Thursday 12 June 2008

CCRC Post Mortem workshop (day1 - PM)

Monitoring


Talk about how everything feeds to gridview, but conveniently skips the lack of detail you normally find in gridview. Mentioned ongoing effort for sites to get an integrated view of VO activity ath their site. Too many pages to look at.

Once again 'nice' names for sites were discussed - we want the 'real' name that a site is known as. Network monitoring tools were discussed (well, lack of them!) as was the issue when a service is 'up' but not performing well.

Experiments quickly see when a site fails but sites don't know this. Nice to have a mashup of the type of jobs vo's are running at site (production / user) etc

Support


Bit Rot on Wiki Pages - they have to be kept up to date. (CMS)
Basic functionality tests (can a job run / file get copied) SHOULD be sent directly to sites (ATLAS)

Discussions - Dowtime announcement only goes to VO managers by default - users not informed. RSS of downtimes can be parsed. How do sites do updates - if they announce SE downtime jobs still run on CE but fail as no storage. Do they take entire site down?
perhaps flag the CE as not in production?

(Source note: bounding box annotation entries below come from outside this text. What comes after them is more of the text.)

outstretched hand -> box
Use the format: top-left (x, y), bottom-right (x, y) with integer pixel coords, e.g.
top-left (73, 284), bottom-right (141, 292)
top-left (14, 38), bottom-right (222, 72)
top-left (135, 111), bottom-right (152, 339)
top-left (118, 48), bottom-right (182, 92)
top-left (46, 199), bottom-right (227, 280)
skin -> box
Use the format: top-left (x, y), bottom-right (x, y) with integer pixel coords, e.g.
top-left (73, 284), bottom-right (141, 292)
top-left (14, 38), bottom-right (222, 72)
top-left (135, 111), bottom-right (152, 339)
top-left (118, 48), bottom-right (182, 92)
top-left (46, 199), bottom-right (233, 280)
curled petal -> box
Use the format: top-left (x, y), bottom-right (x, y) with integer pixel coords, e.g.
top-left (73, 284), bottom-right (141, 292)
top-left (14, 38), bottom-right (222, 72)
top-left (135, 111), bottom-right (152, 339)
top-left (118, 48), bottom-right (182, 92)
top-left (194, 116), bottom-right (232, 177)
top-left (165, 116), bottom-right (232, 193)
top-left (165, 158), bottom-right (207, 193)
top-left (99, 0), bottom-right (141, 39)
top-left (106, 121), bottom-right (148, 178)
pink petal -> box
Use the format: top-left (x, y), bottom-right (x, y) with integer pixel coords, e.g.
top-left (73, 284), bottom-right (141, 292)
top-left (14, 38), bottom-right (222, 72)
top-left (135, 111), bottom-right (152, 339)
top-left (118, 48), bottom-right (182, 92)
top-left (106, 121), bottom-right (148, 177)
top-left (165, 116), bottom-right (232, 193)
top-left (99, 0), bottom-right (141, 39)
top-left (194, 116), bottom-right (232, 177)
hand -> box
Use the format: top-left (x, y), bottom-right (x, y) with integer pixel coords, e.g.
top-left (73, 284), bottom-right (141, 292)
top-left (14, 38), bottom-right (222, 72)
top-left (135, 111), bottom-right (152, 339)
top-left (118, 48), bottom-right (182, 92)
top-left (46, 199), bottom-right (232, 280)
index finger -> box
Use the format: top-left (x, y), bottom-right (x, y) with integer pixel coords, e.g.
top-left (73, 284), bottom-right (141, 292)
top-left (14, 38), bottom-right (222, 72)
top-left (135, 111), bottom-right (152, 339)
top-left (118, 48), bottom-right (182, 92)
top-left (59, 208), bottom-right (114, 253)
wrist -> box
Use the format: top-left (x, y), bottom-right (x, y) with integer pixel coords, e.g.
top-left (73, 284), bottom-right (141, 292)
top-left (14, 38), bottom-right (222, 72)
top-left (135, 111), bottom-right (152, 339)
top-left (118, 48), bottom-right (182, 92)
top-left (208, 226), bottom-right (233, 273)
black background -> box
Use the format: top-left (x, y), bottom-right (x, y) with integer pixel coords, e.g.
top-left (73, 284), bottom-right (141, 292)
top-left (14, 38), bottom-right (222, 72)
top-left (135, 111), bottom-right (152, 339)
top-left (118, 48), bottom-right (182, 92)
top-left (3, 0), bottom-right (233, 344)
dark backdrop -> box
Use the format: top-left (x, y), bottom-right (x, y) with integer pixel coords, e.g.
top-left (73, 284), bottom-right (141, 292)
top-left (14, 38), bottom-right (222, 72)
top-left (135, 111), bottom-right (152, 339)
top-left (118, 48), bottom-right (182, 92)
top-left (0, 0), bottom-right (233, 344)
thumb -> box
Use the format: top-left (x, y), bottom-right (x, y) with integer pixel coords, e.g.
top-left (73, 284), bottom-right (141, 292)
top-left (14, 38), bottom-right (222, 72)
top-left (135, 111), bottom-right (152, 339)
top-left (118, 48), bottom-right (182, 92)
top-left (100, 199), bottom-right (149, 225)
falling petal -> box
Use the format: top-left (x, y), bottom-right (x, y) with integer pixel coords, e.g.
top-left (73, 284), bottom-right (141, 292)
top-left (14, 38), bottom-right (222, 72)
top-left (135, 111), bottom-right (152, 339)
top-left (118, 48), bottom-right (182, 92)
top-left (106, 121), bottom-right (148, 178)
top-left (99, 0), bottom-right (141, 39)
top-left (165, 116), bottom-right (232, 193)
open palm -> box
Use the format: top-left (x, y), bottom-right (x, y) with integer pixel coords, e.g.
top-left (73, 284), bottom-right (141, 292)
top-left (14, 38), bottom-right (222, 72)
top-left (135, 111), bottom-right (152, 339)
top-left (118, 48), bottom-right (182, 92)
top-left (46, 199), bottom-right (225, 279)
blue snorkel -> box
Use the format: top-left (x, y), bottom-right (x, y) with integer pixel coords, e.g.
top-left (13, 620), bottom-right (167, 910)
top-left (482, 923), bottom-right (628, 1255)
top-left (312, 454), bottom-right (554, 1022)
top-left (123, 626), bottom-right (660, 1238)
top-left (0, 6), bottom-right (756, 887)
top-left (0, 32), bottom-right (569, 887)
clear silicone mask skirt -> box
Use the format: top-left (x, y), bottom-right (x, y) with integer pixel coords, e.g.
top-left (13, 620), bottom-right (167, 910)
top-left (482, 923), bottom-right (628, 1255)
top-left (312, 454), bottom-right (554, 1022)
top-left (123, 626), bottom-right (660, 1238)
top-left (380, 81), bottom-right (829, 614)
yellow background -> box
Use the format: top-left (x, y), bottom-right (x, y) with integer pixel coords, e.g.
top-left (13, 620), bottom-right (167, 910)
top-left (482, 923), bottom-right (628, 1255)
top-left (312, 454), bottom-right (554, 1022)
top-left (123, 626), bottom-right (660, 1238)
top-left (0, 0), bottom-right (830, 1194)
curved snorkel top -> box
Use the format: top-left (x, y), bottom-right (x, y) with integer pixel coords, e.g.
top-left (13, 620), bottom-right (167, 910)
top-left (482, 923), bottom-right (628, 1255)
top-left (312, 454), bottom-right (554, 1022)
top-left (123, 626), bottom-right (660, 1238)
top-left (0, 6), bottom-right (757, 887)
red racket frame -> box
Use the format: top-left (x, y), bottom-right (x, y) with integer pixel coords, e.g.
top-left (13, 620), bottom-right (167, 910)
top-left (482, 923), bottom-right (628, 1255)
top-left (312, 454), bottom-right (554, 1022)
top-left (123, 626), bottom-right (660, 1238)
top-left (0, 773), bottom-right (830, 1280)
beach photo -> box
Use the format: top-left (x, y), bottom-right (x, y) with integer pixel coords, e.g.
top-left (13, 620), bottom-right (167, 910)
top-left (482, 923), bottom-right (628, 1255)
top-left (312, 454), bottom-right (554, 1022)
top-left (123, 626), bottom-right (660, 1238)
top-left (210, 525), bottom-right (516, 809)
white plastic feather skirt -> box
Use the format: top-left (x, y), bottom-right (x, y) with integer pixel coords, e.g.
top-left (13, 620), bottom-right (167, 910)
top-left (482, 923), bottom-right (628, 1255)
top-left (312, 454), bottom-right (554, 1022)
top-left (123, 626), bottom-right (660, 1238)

"view from ROCs" - No input from the UKI-ROC - drowned out in email?
Procedures to follow when you get big (power) outages.
[as an aside - the power cut at CERN - scotgrid-glasgow noticed that the proxy servers went down within the hour due to nagios email alert sitting in inbox]. Watch out for power cats :-). Perhaps we need an SMS to EGEE-Broadcast gateway if sending broadcast is too hard for operator staff.

GGUS updates - Alarm tickets in progress (via email or portal). Being extended for the LHCOPN to use to track incidents. A Vigorous discussion ensured about the number / role of people who were allowed to declare an experiment down (even if no alarms yet seen) to call out all the relevant people.


Tier2 report - Had phone call and missed part of the talk.

Tier1/PIC - had an unfesably large cache infront of T1D0 due to T1D1 tests (~100TB) CMS Skimming jobs saturated SE switches but service stayed up.
Need for QA/Testing in middleware. Need to do something with hot files - causes high load on afs cell.

RAL - pretty much as expected. Few issues - Low CMS efficency, User tape recalls, OPN routing. Overall expected transfer rates not known in advance. Yet another req for a site dashboard.

Should we force the experiments to try and allocate a week to do a combined reconstruction session to check that we're ready.

right - thats it for now. Off to generate metrics for the curry....

CCRC Post Mortem workshop (day1 - PM)

More from the CCRC post mortem meeting

Middleware


1) No change from normal release procedures. FTM didn't seem to be picked up as a requirement by Tier-1s (however RAL had their own already in place). Problem was that there wasn't a definirive software list, just the changes needed. CREAM is coming (slowly) and SL5 WN perhaps by Sept 08

SL5 plans - ATLAS would like to get software ready for winter break (build on 4 and 5)
CMS - Switch to SL5 wintr shutdown. Like to have software before that for testing.
CERN - lxbatch / lxplus test cluster will be avail from sept onwards (assuming hardware)

CCRC Post Mortem workshop (day1 - AM)

Some crib notes from the CCRC postmortem workshop - These should be read together with the Agenda. Where I've commented its parts that I consider particularly useful.

Storage


1) Castor / Storm
GPFS vs GridFTP block sizes - GPFS 1MB, SL3 GridFTP 64K, SL4 GridFTP 256K
Reduced gridftp timeouts from 3600s to 3000s

CMS had problems with GPFS s/w area - latency issue [same as ECDF?] - partly due to switch fault but they migrated s/w are to another filesystem

RAL - General slowdown needed DB intervention. LHCb RFIO failures. Need to prioritise tape mounts - Prodn >>> users.


2) CASTOR development - Better testing planned and in progress. Also logging improved.

3) dCache (SARA) 20 gridftp movers on thumpers cf 6 on linux boxes. gsidcap only on SRM node itself. Good tape metrics gathered and published on their wiki. HSM pools filled up due to orphanned files- demoved from pnfs namespace but not deleted. Caused by failed FTS transfers (timeout now increased)

... coffee time :-)

4) DPM (GRIF/LAL) - Mostly OK -- some polishing required (highlighted dpm-drain) and Greigs monitoring work.

Databases


1) 'make em resilient' - have managed 99.96% availability (3.5h downtime/yr)
They have upgraded to new hardware on the oracle cluster @ Tier0
Lessons learnt from the powercut - make sure your network stuff is UPSd esp if you have machines you expect to be up...

2) ATLAS - rely on DB for reprocessing capable of ~1k concurrent sessions. Some nice replication tricks to (and from) remote sites such as the muon calibration centres

3) SRM issues - went more or less according to plan. Understood and corrected issues found. Otherwise - seemed to be within 'normal' load range that they were used to.